Monday, May 3, 2010

Monday Blues

Oh, Mondays. This is probably the worst case of the "Mondays" I've had in quite a few weeks. Usually I don't mind Mondays; sometimes I'm glad to see my fitness center friends and co-workers and share stories of the weekend, and it's usually not too hard to wake up on Mondays when I've had a restful weekend. Tuesdays are when the freshness of the week has already worn off and the reality sinks in that the end of the week is still far away. But today....uggh.

I woke up with the worst allergies I've had in a long time. I normally don't have problems this time of year; September is when my allergies come on strong. This morning I had the full deal: sneezing, runny nose, itchy eyes, and a throat so raw and red I could barely swallow. My stomach was hurting, I think from the pizza we ate last night. And I'm just thoroughly exhausted.

My morning coffee didn't even do the trick. For the first half of my day at work, I felt like I was walking around in a clogged up daze...that feeling of taking too much cold medicine, except I hadn't taken any.

Last night, as the clock was pushing midnight, I was lying in bed trying to fall asleep without much luck, and I started thinking about the mini. It's THIS week. Saturday. I started running through all of the logistics...what time I needed to wake up on Saturday, how early we needed to leave the house, trying to remember to take some Tums and ibuprofen just as preventatives, what would I wear if it rained?? But the forecast is predicting clear skies....but it's still 6 days away, so they could be wrong... Somehow I finally fell asleep and dreamt that I finished the mini with a great time. This morning on my fuzzy drive to work, I started to re-live my panicked thoughts about the mini. Then I thought, I am as prepared as I could be for this. Why am I so worried? I've completed all of my long runs, I remained disciplined and stuck to the outlined training schedule only with slight modifications. I'm giving myself adequate rest time before the mini with only 2 short runs on the agenda this week. I've been running longer distances and faster times than I have in my whole life. Still better yet, I've already run the full 13.1 miles and finished in a satisfying time.

To sum up my mood, I don't feel mentally or physically equipped to run a mini-marathon this Saturday. I think going to bed around 9:00 tonight and knowing that I have my week's schedule under control (thanks to knocking out plenty of tasks today) should help me feel more settled and centered. Chalk it up to a Monday?

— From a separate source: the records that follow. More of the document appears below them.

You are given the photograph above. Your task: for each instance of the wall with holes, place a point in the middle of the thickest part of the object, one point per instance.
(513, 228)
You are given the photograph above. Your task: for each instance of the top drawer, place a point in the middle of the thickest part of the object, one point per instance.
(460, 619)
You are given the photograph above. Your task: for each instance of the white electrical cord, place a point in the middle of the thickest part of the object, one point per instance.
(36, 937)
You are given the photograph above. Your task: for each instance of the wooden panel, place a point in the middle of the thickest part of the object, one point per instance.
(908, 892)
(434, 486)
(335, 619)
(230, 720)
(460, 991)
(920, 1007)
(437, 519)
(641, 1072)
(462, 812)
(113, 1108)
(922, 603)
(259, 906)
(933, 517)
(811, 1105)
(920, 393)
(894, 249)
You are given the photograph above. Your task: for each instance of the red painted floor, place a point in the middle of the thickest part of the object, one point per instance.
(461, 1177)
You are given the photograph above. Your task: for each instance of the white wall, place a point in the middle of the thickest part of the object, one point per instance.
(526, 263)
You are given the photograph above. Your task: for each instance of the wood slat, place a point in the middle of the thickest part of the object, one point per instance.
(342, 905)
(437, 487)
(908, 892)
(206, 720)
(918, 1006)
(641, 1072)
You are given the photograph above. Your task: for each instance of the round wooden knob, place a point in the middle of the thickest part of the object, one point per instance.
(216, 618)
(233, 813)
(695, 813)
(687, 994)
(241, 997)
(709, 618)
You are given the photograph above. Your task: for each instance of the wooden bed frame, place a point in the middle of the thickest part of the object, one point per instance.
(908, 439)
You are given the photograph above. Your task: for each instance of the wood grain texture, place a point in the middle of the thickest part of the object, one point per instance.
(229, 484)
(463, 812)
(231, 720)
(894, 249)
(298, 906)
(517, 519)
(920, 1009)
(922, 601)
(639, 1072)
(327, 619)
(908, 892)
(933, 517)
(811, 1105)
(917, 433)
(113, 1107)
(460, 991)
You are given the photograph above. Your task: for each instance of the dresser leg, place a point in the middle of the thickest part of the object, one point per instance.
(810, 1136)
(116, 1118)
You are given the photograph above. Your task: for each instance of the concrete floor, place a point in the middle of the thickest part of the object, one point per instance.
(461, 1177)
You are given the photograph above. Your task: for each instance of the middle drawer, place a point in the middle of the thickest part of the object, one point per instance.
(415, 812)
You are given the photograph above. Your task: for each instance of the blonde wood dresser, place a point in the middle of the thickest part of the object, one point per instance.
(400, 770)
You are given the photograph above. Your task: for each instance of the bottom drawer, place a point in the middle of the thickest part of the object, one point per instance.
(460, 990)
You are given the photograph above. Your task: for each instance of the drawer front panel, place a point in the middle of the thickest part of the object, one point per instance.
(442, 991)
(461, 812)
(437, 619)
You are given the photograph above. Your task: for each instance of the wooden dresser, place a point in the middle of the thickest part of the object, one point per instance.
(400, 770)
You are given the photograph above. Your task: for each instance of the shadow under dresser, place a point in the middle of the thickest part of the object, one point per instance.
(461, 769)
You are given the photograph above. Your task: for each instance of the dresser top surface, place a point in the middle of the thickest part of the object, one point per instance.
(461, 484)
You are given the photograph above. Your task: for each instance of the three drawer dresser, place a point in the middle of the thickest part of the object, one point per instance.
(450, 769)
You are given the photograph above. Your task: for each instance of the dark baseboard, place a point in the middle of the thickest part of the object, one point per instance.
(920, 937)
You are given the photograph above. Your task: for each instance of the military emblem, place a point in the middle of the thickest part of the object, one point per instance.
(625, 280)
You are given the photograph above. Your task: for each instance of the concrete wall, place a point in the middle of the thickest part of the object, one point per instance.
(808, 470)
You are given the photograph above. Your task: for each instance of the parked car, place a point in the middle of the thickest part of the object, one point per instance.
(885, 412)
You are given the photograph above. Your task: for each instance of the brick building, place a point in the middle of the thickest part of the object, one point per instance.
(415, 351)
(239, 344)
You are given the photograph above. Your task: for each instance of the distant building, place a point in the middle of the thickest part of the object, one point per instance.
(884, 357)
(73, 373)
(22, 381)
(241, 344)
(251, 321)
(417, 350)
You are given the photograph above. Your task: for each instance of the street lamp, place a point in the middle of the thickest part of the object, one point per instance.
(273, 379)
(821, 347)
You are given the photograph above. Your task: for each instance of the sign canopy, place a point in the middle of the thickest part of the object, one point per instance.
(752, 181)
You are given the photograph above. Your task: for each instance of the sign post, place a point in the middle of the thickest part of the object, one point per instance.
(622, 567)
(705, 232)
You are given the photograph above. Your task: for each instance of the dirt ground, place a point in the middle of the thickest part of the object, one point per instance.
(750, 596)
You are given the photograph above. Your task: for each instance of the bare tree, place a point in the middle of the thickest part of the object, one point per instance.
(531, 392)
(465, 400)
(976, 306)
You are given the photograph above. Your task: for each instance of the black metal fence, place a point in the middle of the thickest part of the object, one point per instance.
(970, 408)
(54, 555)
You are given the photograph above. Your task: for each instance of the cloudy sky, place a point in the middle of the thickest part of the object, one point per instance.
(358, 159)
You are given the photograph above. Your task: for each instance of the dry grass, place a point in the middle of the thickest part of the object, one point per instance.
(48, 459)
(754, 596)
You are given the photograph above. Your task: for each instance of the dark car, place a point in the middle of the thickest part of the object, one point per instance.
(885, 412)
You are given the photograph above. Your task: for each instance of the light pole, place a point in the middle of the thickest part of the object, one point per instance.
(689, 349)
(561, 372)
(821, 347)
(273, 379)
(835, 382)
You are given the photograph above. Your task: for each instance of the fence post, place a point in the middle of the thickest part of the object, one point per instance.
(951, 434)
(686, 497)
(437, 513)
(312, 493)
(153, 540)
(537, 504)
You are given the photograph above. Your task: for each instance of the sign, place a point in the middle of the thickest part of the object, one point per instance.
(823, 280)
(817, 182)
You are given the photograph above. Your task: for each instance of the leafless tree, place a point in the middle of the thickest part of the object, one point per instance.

My question of the day is: Which one creates more pressure? Trying to complete a mini when you have never run that distance before? Or trying to beat a certain time when you well-surpassed your goal on the first one? Today, I'm not sure.

1 comment:

  1. Completing a half marathon, even if it's not your first, is a big accomplishment. So first and foremost, know that even if you don't PR, you're still awesome for finishing. I think the training runs are sooo much harder than the race. I find races just fly by, I enjoy them so much!

    No matter what and I am so biased, enjoy yourself and what you're doing on Sat. The PR will follow. I'll be rooting for you, from my yoga class!